2/ Financial Considerations – When investment firms grow, so do fees. But, I do not think this crop of seed funds is entirely motivated by more fees, but rather it’s industrial situations (which I’ll explain more below) that’s driving this. As valuations have gone up early, the cost of ownership has also risen, and in an early-stage fund where the loss ratio is likely to be much higher, high ownership has been increasingly important to these funds. Getting that ownership is one thing (and it costs more), but then defending it with reserves in future rounds is also increasingly important and another reason these funds have scaled up (usually with opportunity or overage vehicles).
3/ Industrial Atmosphere – I like to say that “tech” over the last decade went from being perceived as a vertical sector to now being horizontal, where tech has or will permeate most if not all industries. As a result, the venture industry has exploded — either to meet that opportunity, or because of low interest rates, or both. Over the past decade, many newer LPs (those who back VC funds) have entered the market, and as those LPs get more comfortable with their GPs, they may also want to put more money to work with them, especially when they get a taste of early stage returns. At the same time, the classic Series A funds and Sand Hill Road institutions have scaled up into the billions, creating more space at the early stage for seed firms to theoretically straddle the seed and Series A stages. There are also newer angels and new funds created almost weekly, so raising more capital as a seed fund can be a weapon to win deals.

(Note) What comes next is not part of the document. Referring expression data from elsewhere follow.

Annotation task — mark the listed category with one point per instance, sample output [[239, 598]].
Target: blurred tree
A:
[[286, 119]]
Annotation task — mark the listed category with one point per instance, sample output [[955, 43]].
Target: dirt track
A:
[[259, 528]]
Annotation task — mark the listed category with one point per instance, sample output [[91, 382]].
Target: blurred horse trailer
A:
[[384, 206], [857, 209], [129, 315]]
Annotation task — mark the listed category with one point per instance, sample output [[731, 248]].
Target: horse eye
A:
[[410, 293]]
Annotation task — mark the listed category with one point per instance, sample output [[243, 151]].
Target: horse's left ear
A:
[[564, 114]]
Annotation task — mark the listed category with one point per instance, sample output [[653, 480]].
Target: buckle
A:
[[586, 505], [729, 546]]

4/ Social Forces – As seed stage funds grow and mature, the GPs grow and mature too. Seed funds often co-lead deal with another fund they enjoy working with. If their friends are growing, they may want to, as well. If it used to be traditional for each fund in a seed deal to co-lead with a $750K check 5-7 years ago, but now the check required for the same ownership level is now $1.5-2M per firm, funds may want to grow so they can keep co-investing with their peer group. Also, as investors themselves age, they may want to increase their ownership in a round as a reflection for what they feel they bring to the table, and they may want to concentrate their relationships in fewer, stronger opportunities — much like one may do in life with friendships, too.
These are the main four reasons behind *why* seed funds have grown in size over the last decade. With any change, these forces present risks and opportunities. The opportunity ahead is clear — more fees, more ability to own and defend that ownership, and having a storefront for pre-seed, seed, and Series A deal participation. In the right company, that can be life changing. There are risks, of course — new investors and funds are entering the market with smaller funds, novel Twitter strategies, and a hunger and desire to get ahead of the best founders. They may not only intercept the deals seed funds should be doing, but then may pass them along to the larger institutional funds, who are also happy to write a seed stage check, bypassing the traditional market. If the 2010’s were about the institutionalization of seed funds, I believe the next decade ahead will be a test of who can stake out their territory as these forces rise from the bottom and cram down from the top.